Despite its vast hydrocarbon wealth, Algeria is plagued by high unemployment affecting 21.5 percent of those under 35, according to state and International Monetary Fund estimates.
Saturday's protests were held in 25 cities, including a small demonstration in Algiers where four people were arrested, the CNDDC group which defends the rights of the jobless said.
Its spokesman Tahar Belabes told Agence France Presse from the southern oil city of Ouargla that hundreds of job-seekers protested there, near the country's most important oilfield, in what the CNDDC called a "day of rage".

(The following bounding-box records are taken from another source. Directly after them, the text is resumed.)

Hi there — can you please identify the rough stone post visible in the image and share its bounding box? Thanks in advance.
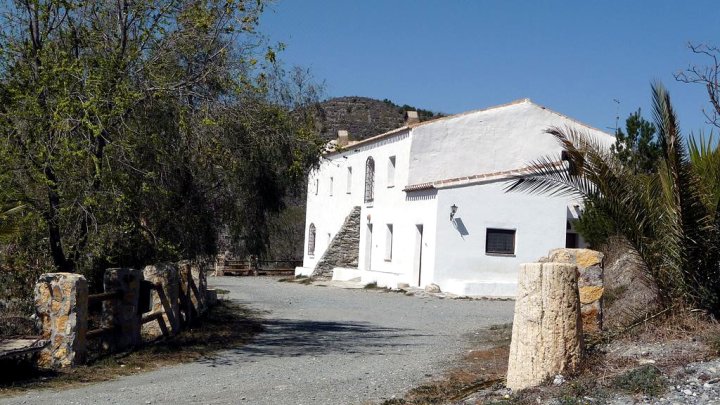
[507,263,582,390]
[142,263,180,337]
[35,273,88,368]
[548,249,605,334]
[103,268,143,351]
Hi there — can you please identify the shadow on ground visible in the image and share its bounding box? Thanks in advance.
[202,319,428,366]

It threatened more protests to press protesters' demands, including "blocking roads and shutting key installations and oil wells which have become a calamity rather than a blessing".
Nationwide unemployment stands at 10 percent in Algeria, a country also plagued with poor housing and inadequate water supplies.

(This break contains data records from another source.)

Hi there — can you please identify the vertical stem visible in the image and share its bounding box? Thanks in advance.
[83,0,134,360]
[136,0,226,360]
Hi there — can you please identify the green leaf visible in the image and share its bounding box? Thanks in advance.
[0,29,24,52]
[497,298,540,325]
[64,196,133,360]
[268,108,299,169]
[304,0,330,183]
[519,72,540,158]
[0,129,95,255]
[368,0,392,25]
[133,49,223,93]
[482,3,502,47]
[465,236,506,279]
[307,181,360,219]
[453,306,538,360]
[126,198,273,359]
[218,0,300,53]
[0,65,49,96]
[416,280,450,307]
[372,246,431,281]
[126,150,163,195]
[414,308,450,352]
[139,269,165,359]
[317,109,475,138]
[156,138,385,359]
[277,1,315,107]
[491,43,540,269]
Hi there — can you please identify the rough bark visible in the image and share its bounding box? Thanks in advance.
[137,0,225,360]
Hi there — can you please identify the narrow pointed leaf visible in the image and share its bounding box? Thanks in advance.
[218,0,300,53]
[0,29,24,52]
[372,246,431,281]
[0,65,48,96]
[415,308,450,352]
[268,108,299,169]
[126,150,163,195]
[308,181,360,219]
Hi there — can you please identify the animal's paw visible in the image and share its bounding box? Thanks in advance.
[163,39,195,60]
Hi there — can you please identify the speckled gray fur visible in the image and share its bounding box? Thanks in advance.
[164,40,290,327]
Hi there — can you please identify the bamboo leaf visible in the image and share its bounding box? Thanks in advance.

The situation is worst in the south, an underdeveloped but hydrocarbons-rich region flooded by job seekers from the north.
In March, thousands of people protested in Ouargla, around 65 kilometers (40 miles) from the giant Hassi Messaoud oilfield, to demand jobs.
Earlier this year Prime Minister Abdelmalek Sellal urged companies in the south to ensure that local residents were given priority for jobs in the region.
Belabes told AFP that the premier's instructions have been ignored, adding: "We want something concrete, not decisions on paper."